30.08.2025, 14:07 Uhr

Streit hilft keinem vom beiden: Kanzler Friedrich Merz und NRW-Ministerpräsident Hendrik Wüst am Samstag beim CDU-Landesparteitag in Bonn.

Streit hilft keinem vom beiden: Kanzler Friedrich Merz und NRW-Ministerpräsident Hendrik Wüst am Samstag beim CDU-Landesparteitag in Bonn.© Thomas Banneyer/dpa | Thomas Banneyer

Die Kanzlerstimme bricht, als es um die Streitkultur in der schwarz-roten Bundesregierung geht. Friedrich Merz hat am Samstagmorgen beim Landesparteitag der nordrhein-westfälischen CDU im Bonner Kongresszentrum gerade eine gute Viertelstunde gesprochen, als er bei den gut 600 Delegierten um Verständnis für die Rumpeleien mit den Sozialdemokraten in den ersten gut 100 Tagen seiner Kanzlerschaft wirbt.

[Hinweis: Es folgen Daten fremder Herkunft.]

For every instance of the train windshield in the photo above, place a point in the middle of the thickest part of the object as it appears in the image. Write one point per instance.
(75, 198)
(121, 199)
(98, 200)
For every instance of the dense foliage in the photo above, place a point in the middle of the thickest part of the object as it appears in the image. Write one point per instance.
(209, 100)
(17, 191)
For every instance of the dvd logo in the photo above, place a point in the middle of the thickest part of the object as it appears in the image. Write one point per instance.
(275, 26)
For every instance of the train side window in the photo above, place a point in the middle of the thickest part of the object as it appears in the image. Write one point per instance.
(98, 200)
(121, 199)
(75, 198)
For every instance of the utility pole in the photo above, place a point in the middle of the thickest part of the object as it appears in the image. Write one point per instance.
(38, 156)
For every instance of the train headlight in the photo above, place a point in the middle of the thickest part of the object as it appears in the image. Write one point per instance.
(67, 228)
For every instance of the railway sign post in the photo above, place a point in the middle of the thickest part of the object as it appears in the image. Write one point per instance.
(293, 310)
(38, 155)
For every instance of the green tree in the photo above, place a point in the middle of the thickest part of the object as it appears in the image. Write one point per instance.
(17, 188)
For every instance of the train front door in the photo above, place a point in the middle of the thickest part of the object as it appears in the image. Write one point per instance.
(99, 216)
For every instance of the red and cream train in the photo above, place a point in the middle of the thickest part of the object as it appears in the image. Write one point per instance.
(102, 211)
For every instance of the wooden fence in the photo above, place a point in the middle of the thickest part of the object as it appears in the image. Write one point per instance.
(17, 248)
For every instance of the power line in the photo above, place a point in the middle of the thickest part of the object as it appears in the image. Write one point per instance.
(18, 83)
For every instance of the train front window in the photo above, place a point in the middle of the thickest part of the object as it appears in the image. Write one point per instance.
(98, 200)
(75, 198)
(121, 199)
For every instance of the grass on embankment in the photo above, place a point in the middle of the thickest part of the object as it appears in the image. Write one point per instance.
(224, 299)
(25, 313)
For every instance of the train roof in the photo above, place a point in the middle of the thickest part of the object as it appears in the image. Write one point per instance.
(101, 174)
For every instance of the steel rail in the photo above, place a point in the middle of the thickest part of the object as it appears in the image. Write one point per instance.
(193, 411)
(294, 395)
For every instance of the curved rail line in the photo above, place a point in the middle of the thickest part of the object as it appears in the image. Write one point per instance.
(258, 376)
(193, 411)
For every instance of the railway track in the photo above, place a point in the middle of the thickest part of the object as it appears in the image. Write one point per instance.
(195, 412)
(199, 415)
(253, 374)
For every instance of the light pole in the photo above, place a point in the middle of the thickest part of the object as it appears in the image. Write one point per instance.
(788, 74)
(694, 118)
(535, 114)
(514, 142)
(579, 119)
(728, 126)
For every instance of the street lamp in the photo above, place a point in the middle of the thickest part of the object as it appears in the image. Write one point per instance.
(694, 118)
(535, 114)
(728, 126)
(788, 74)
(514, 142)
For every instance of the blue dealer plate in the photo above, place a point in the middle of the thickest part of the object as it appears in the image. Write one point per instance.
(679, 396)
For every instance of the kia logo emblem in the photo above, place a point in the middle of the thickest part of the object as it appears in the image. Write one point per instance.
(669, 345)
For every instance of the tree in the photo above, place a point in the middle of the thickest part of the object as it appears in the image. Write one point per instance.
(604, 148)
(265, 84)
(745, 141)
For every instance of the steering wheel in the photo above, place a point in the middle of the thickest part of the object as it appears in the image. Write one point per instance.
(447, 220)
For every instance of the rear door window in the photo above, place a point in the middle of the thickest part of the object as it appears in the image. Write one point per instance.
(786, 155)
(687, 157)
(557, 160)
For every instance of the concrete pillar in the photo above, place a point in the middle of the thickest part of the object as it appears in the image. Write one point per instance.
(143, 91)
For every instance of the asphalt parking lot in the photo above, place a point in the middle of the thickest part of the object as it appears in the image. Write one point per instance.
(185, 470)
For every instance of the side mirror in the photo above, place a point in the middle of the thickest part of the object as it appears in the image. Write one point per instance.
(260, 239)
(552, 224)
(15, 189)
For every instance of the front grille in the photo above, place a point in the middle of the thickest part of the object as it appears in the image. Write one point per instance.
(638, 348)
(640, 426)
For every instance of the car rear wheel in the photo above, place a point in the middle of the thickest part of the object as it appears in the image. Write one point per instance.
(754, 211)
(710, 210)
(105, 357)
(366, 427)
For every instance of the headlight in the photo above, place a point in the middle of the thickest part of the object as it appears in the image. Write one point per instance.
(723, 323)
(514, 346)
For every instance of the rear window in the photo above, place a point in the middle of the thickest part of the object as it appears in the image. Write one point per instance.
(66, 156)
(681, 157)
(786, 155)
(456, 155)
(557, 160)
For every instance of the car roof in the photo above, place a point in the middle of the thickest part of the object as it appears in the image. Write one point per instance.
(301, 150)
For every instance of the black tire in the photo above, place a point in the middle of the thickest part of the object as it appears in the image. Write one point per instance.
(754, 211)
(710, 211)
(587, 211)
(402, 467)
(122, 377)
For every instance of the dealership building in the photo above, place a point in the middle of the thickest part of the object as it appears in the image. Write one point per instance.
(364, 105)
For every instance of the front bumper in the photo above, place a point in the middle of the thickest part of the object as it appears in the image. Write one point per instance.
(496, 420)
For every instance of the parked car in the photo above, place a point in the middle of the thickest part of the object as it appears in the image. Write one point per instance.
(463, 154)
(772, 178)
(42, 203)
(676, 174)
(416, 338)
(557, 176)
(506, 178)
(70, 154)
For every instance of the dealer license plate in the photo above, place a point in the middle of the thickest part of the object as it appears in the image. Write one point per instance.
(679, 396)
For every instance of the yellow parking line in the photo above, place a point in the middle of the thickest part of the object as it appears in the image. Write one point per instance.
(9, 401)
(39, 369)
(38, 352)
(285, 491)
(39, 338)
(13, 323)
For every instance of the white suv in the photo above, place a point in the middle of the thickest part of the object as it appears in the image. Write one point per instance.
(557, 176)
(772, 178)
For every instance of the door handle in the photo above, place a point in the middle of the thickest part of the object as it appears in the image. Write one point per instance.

„Wir ringen in bester Absicht…“, setzt Merz an und räuspert sich. Der Kanzler hat sich verschluckt und braucht Wasser. Das kleine rhetorische Missgeschick soll aber an diesem Vormittag gerade kein Symbol sein. Merz ist nach Bonn gekommen, um die Berliner Auseinandersetzungen der vergangenen Wochen über Stromsteuer, Verfassungsrichter-Wahl oder Waffenliefer-Stopp an Israel in einen größeren Kontext zu bringen.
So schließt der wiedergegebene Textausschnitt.